Sarah Turner, the new president of North Bennet Street School, was interviewed by Chris Lovett of Boston Neighborhood Network News on October 10, 2018. She talked about our trade and craft programs, growing job opportunities, and new facility in Boston's North End.
Watch the full interview here.
Sarah first outlined her background. "Before I came to [North Bennet Street School], I was working for another specialized school – a graduate school in art, design, and architecture in Michigan, called the Cranbrook Academy of Art, and I was the Dean of the graduate school. But behind that, lies my own education in craft. I was trained as a jeweler and metalsmith, have done a fair amount of woodworking, [and] some textile art. So I come out a background of having studio teaching – directly teaching people hand skills and how to use tools – all the way up to a career in academic administration."
Chris also asked if there is a job market for the disciplines we train for at NBSS, and Sarah replied, "There is! And this is one of the things I love about the School, is that it educates to employ.... They're very careful about making sure that their graduates can be employed when they leave. And they have a great track record with that. What we're learning from the Department of Education is that over the next five years, about 68% of the jobs in the trades will remain unfilled. Because the generation that was filling those jobs is retiring, and people aren't being educated in those areas to replace them. We see a real need for this – it's a need regionally, it's a need nationally. And we're delighted that people come to us to learn these specialized skills and specialized trades."
We think of our graduates in some ways as the unsung heroes of the cultural world, often doing the quiet work behind the scenes, to make the rich cultural life of this community possible for all of us.
"[Some of our partnerships include] places like the Boston Symphony Orchestra. A number of our students from our Piano Technology program are interning at Tanglewood, the BSO's summer program, which is giving them terrific new skills and leading to employment. Our graduates from the Bookbinding program are working behind the scenes in the Boston Public Library, at the Boston Athenæum, they're doing conservation work to repair documents, to preserve special collections of printed materials. They're doing this around the country at universities that have special collections and special libraries. So, we think of our graduates in some ways as the unsung heroes of the cultural world, often doing the quiet work behind the scenes, to make the rich cultural life of this community possible for all of us."

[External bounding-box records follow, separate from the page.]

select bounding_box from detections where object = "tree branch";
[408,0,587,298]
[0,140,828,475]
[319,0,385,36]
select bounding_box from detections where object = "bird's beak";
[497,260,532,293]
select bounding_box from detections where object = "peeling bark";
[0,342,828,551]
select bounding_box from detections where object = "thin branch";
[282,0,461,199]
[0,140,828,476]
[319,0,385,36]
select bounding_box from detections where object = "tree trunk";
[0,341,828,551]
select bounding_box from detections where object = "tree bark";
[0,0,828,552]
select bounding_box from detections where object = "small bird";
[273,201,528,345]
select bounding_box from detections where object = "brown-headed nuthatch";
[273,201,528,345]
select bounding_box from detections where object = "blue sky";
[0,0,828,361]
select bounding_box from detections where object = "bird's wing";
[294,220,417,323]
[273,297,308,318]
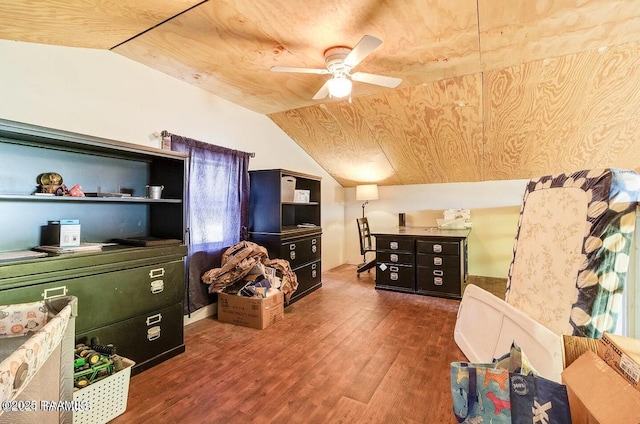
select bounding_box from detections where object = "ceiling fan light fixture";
[329,77,352,98]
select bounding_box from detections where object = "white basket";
[73,357,135,424]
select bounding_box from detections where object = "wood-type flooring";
[112,265,464,424]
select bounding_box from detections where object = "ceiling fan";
[271,35,402,100]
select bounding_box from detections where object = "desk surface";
[371,226,471,238]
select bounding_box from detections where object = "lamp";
[329,76,352,98]
[356,184,378,218]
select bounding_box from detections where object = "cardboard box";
[598,333,640,391]
[562,350,640,424]
[218,292,284,330]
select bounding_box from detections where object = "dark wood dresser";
[372,227,470,299]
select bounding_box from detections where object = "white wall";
[344,180,528,278]
[0,40,345,269]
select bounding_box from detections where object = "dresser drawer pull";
[147,325,160,342]
[151,280,164,294]
[149,268,164,278]
[147,314,162,327]
[42,286,67,300]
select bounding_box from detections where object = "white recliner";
[454,169,640,381]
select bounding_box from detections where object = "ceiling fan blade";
[313,80,330,100]
[351,72,402,88]
[344,35,382,68]
[271,66,329,75]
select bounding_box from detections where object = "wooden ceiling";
[0,0,640,187]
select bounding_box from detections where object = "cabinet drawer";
[281,235,322,268]
[76,302,184,369]
[376,263,415,292]
[416,240,460,255]
[376,250,413,265]
[376,235,414,252]
[0,260,184,334]
[417,254,461,269]
[416,267,461,297]
[291,261,322,299]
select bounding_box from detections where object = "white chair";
[454,169,640,381]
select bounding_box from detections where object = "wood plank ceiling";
[0,0,640,187]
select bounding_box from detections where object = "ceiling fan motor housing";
[324,47,351,77]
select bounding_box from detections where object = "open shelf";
[0,194,182,203]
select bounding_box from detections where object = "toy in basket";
[73,340,135,424]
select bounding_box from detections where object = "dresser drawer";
[1,260,184,332]
[376,250,413,265]
[417,254,461,269]
[376,235,415,252]
[376,263,415,292]
[416,240,460,255]
[281,235,322,268]
[416,267,461,298]
[76,302,184,371]
[291,261,322,299]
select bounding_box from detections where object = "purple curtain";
[171,135,251,314]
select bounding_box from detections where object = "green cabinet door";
[0,259,184,333]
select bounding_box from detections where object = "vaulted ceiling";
[0,0,640,187]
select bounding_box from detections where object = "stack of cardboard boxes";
[562,333,640,424]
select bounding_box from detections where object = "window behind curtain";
[171,135,250,313]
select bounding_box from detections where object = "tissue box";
[40,219,80,247]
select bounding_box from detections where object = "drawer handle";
[147,314,162,327]
[42,286,67,300]
[149,268,164,278]
[151,280,164,294]
[147,325,160,342]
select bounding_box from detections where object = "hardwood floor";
[112,265,464,424]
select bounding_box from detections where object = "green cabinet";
[0,120,187,373]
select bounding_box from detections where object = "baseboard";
[184,303,218,325]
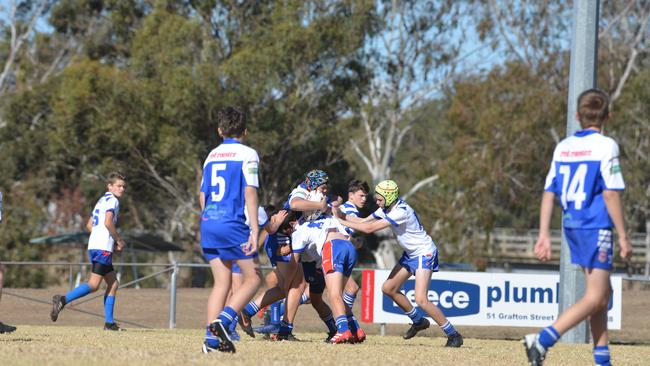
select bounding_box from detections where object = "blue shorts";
[88,249,113,266]
[564,228,614,271]
[88,249,115,276]
[264,235,291,267]
[322,239,357,277]
[399,250,438,275]
[201,244,258,263]
[302,262,325,294]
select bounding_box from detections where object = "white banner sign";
[361,270,622,329]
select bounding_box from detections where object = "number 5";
[210,163,226,202]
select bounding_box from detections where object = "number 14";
[560,164,587,210]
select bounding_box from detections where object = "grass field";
[0,326,650,366]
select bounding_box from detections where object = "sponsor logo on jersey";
[382,280,481,316]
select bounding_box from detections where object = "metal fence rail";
[2,261,371,329]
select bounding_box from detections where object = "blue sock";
[271,301,282,324]
[228,315,239,333]
[347,314,361,334]
[343,291,357,309]
[219,306,237,329]
[205,326,219,348]
[594,345,611,366]
[538,325,560,349]
[104,296,115,323]
[440,320,456,336]
[320,313,337,333]
[242,301,260,317]
[278,320,293,334]
[406,307,423,324]
[336,315,350,333]
[65,283,91,304]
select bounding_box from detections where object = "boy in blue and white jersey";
[0,192,16,334]
[339,179,370,342]
[242,210,304,340]
[226,206,269,341]
[50,172,126,331]
[523,89,632,365]
[285,169,338,342]
[199,107,261,353]
[292,215,365,344]
[337,180,463,347]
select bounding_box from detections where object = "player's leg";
[381,260,429,339]
[0,261,16,334]
[226,263,244,341]
[335,240,366,343]
[415,268,463,347]
[322,241,356,344]
[104,271,124,331]
[589,298,611,365]
[325,272,354,343]
[50,250,106,322]
[301,262,336,342]
[524,228,613,364]
[277,261,305,340]
[247,263,284,336]
[203,256,234,353]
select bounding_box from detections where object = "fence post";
[169,261,179,329]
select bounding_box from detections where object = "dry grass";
[0,326,650,366]
[0,286,650,366]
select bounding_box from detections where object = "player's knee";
[381,281,399,296]
[415,294,429,308]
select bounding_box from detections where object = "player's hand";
[271,210,289,233]
[535,234,551,262]
[332,205,345,220]
[275,244,291,257]
[115,239,126,252]
[618,236,632,260]
[244,233,259,255]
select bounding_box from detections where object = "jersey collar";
[575,129,598,137]
[222,138,241,144]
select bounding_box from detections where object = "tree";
[349,1,464,268]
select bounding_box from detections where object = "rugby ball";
[302,191,323,221]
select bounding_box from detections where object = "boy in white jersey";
[199,107,262,353]
[292,215,365,344]
[0,192,16,334]
[339,179,370,342]
[523,89,632,366]
[339,180,463,347]
[50,172,126,331]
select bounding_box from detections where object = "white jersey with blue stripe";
[372,199,437,256]
[291,215,348,262]
[88,192,120,252]
[201,138,259,248]
[244,206,269,229]
[544,129,625,229]
[339,201,359,235]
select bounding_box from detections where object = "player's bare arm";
[534,192,555,262]
[603,190,632,259]
[340,215,390,234]
[244,186,260,255]
[289,197,327,212]
[199,192,205,212]
[260,210,289,234]
[104,211,126,252]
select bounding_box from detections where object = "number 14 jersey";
[544,130,625,229]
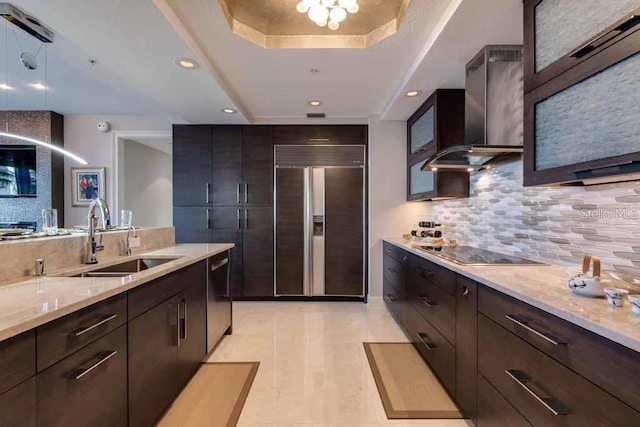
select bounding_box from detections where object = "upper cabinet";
[524,0,640,185]
[407,89,469,201]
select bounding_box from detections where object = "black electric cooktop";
[415,245,544,265]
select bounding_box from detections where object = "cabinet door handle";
[420,295,437,308]
[211,258,229,271]
[72,313,118,337]
[69,350,118,380]
[176,301,180,347]
[505,369,569,415]
[504,314,566,345]
[416,332,436,350]
[181,298,187,340]
[569,14,640,58]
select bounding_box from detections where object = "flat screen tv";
[0,145,36,197]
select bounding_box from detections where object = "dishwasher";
[207,251,231,353]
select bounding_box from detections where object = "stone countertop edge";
[0,243,235,341]
[382,237,640,352]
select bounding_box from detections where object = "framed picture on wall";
[71,168,105,206]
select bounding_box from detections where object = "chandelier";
[296,0,360,31]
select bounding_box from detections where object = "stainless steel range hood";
[421,45,524,172]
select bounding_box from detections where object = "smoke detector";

When asked about the benefits of making a living as a craftsperson, Sarah said, "Making your living working by your hands is just an incredibly gratifying way to live and work. Our students learn that one of the wonderful things about working with your hands is you get to see the whole arc of the process, with your authorship. You get to do the research to start the project, you get to set the goals – whether you're making a violin, or tuning a piano, or installing a lock – you know the endpoint, and you're the author of all of that work. You learn the skills, you learn the tools, you learn the materials. So that gives real pride, and a real sense of self-satisfaction to have seen something from concept, all the way through to finished."